A regular briefing for the alternative asset management industry. 


If it seems that regulators are constantly writing new rules that affect European alternative asset managers, that’s because they are.  Or, at least, they have been for the last few years.  2023 was no exception. 

First the good news: the coming year will see fewer new rules being written – in part, because the European Commission will be on an election hiatus.  But that doesn’t mean there will be any let up for firms.  2024 is the year when some recently finalised rules will start to bite, and when preparations should begin in earnest for others. 

Our annual round up of what to expect in the year ahead – Insights ’24 – was published this week.  It’s our take on the key legal, tax and regulatory issues that alternative asset managers should have on their agenda for 2024. 

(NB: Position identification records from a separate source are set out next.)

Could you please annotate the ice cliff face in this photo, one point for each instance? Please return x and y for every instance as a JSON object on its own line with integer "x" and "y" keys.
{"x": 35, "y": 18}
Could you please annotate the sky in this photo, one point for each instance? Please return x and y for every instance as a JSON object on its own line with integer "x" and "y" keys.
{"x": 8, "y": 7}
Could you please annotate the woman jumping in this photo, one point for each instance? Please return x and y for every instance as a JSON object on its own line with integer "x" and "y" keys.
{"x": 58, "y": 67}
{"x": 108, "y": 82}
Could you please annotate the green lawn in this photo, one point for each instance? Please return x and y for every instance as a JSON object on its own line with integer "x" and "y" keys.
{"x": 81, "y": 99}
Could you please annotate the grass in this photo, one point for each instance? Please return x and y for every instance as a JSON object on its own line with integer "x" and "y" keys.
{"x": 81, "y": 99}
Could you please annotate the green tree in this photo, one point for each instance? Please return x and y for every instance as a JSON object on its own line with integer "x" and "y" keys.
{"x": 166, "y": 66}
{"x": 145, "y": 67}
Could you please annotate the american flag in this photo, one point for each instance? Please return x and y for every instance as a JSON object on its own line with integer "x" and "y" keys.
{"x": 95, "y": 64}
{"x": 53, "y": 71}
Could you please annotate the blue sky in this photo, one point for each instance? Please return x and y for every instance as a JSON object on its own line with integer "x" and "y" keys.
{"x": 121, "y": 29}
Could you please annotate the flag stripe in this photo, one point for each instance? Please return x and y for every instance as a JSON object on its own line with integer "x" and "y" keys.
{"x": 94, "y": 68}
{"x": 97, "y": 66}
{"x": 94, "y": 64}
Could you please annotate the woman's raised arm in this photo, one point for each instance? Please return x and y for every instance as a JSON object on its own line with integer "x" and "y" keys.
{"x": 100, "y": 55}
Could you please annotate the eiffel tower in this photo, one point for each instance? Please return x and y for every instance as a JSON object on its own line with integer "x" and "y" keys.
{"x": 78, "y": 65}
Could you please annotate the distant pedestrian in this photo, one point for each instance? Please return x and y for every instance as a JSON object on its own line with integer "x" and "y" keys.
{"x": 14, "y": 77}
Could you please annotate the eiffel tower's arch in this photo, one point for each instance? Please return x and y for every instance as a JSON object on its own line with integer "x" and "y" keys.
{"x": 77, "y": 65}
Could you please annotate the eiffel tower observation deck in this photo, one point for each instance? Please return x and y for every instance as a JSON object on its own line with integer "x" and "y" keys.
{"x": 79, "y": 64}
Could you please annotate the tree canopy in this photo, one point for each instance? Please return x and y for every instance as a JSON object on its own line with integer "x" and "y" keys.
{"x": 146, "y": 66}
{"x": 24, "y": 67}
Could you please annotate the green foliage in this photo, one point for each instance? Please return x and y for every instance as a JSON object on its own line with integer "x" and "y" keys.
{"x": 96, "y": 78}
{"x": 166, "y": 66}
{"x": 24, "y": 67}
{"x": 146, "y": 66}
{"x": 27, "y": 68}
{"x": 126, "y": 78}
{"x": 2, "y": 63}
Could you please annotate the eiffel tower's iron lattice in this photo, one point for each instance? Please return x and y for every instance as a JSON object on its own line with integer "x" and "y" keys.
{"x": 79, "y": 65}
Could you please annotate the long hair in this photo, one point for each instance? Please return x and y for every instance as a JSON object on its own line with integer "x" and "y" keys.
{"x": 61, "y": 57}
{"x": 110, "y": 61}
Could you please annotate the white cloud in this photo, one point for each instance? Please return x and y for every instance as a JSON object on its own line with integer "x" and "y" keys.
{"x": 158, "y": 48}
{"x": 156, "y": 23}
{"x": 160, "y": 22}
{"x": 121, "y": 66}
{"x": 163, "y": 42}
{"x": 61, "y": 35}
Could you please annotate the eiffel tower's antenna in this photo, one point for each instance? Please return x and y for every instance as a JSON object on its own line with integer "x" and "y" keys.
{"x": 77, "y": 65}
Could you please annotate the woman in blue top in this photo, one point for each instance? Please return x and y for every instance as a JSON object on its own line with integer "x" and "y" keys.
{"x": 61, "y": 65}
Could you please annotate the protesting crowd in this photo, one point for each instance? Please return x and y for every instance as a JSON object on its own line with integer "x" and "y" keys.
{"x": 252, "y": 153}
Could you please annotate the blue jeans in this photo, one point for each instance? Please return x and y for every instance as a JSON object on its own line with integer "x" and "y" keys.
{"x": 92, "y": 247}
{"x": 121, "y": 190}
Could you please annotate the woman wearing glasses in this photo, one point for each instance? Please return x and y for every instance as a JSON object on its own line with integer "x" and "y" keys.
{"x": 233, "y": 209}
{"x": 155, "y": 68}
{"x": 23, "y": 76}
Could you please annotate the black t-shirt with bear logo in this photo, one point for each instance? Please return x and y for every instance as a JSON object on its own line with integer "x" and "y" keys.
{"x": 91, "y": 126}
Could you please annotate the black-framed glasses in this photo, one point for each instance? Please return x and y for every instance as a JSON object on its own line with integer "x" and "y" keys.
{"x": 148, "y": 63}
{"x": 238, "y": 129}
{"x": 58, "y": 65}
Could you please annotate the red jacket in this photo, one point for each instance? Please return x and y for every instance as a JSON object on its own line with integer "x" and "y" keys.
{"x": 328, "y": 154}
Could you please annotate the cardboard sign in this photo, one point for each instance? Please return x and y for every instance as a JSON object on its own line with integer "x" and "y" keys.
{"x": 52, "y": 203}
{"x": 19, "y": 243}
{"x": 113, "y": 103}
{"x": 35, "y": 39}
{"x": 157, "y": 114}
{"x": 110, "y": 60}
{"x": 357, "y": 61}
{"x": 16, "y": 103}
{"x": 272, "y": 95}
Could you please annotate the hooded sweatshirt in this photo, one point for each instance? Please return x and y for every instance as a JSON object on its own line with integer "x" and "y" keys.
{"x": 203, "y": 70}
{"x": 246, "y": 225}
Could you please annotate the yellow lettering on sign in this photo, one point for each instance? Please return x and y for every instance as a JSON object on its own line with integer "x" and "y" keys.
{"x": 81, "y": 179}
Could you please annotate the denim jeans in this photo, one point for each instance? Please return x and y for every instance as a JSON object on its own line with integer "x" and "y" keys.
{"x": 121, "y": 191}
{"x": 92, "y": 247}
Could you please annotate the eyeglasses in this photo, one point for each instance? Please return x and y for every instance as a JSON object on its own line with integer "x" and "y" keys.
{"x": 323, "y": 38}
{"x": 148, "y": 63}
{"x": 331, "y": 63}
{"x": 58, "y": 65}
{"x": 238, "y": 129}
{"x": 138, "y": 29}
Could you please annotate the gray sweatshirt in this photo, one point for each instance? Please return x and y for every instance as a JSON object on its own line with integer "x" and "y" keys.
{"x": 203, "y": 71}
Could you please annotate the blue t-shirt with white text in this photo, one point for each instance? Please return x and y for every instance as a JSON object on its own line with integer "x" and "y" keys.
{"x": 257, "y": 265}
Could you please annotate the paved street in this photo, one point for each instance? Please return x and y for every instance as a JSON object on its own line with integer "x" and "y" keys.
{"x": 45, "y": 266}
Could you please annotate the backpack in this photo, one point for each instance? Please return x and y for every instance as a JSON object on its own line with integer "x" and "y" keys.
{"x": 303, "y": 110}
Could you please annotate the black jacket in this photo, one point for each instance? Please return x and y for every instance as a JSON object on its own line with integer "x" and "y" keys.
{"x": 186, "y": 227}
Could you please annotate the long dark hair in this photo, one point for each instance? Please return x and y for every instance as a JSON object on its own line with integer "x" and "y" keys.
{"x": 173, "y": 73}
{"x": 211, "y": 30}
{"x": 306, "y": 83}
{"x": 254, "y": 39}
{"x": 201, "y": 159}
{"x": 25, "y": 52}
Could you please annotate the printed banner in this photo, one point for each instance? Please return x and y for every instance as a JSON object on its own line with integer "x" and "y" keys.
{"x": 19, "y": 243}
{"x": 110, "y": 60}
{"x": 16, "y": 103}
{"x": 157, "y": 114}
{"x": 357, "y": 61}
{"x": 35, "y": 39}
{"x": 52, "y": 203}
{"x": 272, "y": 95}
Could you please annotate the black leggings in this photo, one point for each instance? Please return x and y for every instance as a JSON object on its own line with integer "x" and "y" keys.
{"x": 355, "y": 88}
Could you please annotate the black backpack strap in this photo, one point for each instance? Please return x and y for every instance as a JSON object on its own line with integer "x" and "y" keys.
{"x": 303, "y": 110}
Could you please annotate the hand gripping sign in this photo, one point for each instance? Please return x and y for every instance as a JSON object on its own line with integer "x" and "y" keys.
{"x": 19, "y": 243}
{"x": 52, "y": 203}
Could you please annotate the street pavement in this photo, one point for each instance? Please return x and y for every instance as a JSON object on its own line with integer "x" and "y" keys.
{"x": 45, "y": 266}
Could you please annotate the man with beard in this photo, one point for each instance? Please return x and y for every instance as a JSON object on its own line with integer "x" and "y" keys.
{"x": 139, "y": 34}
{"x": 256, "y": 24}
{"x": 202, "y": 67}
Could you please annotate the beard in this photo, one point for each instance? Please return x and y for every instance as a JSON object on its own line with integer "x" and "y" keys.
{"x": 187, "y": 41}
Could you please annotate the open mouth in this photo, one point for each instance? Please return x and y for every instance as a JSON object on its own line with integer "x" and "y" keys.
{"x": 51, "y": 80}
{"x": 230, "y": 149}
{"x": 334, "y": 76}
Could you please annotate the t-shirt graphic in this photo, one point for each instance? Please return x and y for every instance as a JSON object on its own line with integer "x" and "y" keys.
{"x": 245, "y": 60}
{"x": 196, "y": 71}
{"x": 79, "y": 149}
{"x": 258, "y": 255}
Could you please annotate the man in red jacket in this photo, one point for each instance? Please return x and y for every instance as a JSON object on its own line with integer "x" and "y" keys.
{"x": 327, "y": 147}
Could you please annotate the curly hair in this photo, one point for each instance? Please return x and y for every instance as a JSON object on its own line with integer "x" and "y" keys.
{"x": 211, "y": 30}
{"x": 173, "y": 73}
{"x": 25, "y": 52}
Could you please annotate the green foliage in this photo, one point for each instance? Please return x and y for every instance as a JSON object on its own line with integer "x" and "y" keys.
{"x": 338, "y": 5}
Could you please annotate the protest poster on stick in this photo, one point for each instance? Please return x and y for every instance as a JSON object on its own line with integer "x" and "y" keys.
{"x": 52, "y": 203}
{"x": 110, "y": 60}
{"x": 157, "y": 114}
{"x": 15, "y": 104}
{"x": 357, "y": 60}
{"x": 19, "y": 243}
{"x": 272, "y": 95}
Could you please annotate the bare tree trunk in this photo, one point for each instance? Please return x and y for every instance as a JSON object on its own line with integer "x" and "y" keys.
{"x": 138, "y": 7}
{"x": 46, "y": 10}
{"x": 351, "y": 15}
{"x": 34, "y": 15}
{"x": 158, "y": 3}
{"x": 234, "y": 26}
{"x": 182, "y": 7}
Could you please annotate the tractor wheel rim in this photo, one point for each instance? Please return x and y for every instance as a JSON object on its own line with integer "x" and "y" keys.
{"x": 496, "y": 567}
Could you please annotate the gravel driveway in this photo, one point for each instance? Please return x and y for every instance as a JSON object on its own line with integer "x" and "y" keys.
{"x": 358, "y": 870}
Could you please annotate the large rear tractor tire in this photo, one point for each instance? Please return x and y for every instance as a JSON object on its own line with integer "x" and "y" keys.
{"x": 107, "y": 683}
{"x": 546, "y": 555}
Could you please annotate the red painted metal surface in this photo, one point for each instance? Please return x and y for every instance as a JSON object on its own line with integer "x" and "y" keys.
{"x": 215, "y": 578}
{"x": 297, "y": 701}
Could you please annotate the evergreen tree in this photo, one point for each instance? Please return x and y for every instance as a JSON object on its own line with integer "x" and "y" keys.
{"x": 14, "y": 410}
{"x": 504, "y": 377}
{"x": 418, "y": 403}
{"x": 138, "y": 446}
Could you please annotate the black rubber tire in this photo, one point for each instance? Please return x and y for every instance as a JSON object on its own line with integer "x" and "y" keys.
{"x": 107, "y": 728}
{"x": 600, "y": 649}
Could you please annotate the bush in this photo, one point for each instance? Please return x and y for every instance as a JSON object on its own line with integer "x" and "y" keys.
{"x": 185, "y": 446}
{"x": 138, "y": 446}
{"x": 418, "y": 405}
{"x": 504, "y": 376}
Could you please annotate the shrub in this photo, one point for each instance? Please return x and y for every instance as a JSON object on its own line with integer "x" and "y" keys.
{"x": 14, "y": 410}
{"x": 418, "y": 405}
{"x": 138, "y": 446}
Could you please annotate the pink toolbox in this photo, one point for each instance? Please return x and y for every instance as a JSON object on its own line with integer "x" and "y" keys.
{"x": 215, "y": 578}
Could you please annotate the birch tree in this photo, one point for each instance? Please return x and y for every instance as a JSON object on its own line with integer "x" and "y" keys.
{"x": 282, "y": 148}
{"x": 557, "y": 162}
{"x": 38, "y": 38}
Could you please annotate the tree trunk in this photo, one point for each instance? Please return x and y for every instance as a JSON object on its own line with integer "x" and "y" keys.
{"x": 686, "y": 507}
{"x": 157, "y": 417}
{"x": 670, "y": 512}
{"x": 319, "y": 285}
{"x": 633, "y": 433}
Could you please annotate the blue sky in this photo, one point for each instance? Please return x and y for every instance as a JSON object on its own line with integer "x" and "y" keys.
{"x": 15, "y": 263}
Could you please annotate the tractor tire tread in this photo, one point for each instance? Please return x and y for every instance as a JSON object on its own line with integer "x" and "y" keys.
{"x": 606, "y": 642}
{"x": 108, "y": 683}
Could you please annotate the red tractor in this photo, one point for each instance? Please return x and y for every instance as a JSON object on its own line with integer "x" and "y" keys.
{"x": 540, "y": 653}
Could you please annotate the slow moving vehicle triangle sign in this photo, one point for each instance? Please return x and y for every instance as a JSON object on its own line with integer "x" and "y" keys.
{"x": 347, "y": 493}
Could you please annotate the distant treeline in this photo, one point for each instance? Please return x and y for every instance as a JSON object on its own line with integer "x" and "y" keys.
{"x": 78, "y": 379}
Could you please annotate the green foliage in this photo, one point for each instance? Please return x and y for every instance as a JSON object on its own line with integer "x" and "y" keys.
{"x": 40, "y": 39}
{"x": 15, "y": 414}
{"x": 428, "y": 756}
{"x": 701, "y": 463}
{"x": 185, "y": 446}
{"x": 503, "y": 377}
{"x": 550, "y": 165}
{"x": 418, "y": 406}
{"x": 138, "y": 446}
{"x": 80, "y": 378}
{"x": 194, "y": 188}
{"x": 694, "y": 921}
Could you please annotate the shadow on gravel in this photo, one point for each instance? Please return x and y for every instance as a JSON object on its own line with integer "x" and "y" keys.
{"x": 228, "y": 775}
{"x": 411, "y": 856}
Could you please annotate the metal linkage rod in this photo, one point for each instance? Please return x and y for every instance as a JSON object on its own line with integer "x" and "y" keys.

The pace and scale of regulatory change in the EU has been particularly noteworthy in recent years – one consequence of which is that UK and EU laws are starting to diverge quite sharply.

One important area of divergence is on ESG regulation.  The EU’s Sustainable Finance Disclosure Regulation (SFDR), which was first implemented in 2021, is still causing headaches for private equity firms, and further change could be on the way.  Significant extensions to the (already overly complicated) reporting templates have recently been mooted.  It is not yet known when, or even whether, the changes will be made – but firms reporting under Article 8 or Article 9, or in the process of launching funds with such a categorisation, will need to keep a close eye on that this year.  More fundamental changes to the SFDR are also in the works, but these are some years away.

Sustainability teams should also take note of the new EU Taxonomy “screening criteria”, which came into force at the beginning of the year, and the guidance published in December.  Taxonomy reporting is still a minority sport for alternative asset managers – but as Taxonomy alignment scores become more prevalent in corporate reporting, asset managers will also be expected to report them to LPs. 

And ESG specialists will also be busy dealing with the biggest change to corporate reporting in at least a generation: the EU’s Corporate Sustainability Reporting Directive (CSRD).   Although the first wave of the CSRD will largely miss the private markets, the second wave – with sustainability reports due in 2026 – will catch many firms and their large EU portfolio companies.

Compliance with the CSRD requires a lot more than just additional corporate reporting.  That is the end result, but the process to identify the data required – not just from a company’s own operations, but also from its “value chain” – is complex and time-consuming.  Now is a good time to begin the scoping exercise.

The UK already requires asset managers with assets under management (AUM) of £5 billion or more to report using the TCFD template on climate-related risks and opportunities, but 2024 is the year when the rubber hits the road for most private fund sponsors: firms with between £5 billion and £50 billion under management will have to issue their first mandatory TCFD reports this year, covering 2023.  (Check if you are covered using our app.)



Legal and compliance teams will continue to have their hands full this year, although at least the EU’s flood of new rules may turn into a slow and steady trickle.